Intel Security Patches MAC
Of course, security software is often the focus of researchers' efforts, and they may issue bug reports as a result. For example, security consultant René Freingruber at SEC Consult Vulnerability Lab in Vienna on Jan. 12 published a paper detailing how Intel Security's McAfee Application Control software - widely used to secure critical infrastructure systems - could be bypassed. Freingruber said he identified ways in which social engineering and memory corruption could be exploited to bypass protection mechanisms built into the code.
But Intel Security spokesman Chris Palm tells me that the security firm doesn't believe users are at risk. "Upon learning of the researchers' concerns last summer, we promptly investigated the scenarios posed," he says. "We concluded that customers following our standard deployment configuration guidance are protected from these scenarios."
Separately, however, a medium-severity flaw was found in McAfee Application Control version 6.1.0, before build 706, 6.1.1, which on Jan. 12 was designated as CVE-2016-1715 by the U.S. National Vulnerability Database. McAfee has confirmed that flaw and released an update that patches the vulnerability.
How Should We Judge Security Vendors?
That's not to pick on Intel Security, but rather to show a partial week in the life of a security vendor: bug reports, related internal investigations and oftentimes, the release of a patch (see Fortinet Refutes SSH 'Backdoor' Report).
Of course, that process begs this question: Beyond employing top-notch software engineering practices, what should security vendors do about flaws in their security products' code base, no matter how they get there?

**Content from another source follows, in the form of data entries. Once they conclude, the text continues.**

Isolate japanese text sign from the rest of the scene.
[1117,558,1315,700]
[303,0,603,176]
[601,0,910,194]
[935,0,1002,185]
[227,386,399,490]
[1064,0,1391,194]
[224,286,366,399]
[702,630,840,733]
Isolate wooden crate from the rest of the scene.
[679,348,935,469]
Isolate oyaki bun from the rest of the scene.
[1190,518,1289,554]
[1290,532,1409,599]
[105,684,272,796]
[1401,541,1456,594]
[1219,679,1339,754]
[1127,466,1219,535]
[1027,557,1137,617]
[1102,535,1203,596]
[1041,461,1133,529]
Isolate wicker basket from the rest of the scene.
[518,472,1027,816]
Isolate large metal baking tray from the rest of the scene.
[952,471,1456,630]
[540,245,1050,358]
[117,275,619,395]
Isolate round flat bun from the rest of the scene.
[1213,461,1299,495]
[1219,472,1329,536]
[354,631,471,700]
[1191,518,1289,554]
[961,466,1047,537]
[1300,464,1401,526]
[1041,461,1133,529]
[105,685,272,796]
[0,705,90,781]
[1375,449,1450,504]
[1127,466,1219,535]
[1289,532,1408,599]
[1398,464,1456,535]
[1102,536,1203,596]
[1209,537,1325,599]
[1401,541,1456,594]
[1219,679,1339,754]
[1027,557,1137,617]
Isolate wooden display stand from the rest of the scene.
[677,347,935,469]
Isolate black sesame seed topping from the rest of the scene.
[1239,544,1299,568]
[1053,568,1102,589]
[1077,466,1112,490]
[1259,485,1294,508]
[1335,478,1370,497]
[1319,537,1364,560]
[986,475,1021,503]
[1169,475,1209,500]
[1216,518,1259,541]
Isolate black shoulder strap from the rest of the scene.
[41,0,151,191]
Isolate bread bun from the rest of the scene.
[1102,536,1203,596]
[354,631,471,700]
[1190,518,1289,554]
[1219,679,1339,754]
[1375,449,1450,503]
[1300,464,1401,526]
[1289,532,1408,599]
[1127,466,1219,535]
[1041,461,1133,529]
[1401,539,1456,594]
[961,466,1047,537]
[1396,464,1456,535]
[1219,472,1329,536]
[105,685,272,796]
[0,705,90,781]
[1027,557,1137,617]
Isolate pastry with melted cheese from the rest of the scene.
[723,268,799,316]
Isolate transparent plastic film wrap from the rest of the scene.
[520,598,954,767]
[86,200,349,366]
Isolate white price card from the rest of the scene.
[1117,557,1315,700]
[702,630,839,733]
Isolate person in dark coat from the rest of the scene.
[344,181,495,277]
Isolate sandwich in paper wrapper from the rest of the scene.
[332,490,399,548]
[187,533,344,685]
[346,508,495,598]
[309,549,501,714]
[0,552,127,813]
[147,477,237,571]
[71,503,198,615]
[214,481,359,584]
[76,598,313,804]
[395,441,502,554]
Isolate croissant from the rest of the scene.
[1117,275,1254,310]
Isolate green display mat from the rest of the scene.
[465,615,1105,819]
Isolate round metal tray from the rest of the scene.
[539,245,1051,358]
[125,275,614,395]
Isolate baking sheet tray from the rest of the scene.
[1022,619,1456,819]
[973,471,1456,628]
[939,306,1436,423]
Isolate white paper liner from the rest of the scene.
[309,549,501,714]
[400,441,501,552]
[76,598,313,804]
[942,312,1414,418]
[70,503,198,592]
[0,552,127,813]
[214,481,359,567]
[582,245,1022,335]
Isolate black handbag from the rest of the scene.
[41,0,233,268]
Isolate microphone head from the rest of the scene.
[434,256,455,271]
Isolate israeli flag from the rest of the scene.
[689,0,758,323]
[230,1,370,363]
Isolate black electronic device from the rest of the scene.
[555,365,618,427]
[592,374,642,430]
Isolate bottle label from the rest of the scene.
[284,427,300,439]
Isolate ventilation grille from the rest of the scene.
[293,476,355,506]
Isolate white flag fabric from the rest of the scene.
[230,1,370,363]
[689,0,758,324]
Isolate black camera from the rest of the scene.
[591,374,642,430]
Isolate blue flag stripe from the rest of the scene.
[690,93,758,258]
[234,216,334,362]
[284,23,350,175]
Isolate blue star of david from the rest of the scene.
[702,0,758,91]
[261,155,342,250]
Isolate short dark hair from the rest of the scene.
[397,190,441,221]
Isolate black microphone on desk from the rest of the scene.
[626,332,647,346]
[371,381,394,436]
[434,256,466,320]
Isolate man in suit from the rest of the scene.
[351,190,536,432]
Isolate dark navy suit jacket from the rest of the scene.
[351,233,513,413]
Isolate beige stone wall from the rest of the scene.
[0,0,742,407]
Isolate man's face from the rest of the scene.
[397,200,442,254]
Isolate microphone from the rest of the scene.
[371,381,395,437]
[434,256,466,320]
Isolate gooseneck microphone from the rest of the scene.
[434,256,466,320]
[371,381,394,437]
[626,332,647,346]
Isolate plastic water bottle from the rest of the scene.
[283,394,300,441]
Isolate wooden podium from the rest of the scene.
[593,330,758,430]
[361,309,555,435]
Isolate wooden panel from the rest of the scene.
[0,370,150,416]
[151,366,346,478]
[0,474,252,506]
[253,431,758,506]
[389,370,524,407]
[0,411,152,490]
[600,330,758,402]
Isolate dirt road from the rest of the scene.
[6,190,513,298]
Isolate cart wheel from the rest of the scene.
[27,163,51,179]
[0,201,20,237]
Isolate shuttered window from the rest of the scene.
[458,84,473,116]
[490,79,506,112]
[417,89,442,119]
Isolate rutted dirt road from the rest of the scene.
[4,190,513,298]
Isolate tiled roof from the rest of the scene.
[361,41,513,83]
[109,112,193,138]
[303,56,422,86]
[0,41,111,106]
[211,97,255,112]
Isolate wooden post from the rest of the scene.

"It's certainly true to say that all software suffers from vulnerabilities - the real measure of an organization is how they engage with those vulnerabilities that are reported, how open they are with the entity making the report and how rapidly they can mobilize to get a fix in place," Trend Micro's Ferguson says. "Honesty, transparency and alacrity are key, and I'm proud to work for an organization that clearly displays all three."
In an ideal world, of course, it would be great if security vendors - stripped of time-to-market pressure, developers having a bad day and other concerns - brought ninja-level software and security engineering practices to bear on every product they developed, acquired or released. Pending such halcyon moments, however, and irrespective of feature testing by independent labs, "honesty, transparency and alacrity" seems like the collective next-best benchmark for which we'll have to settle.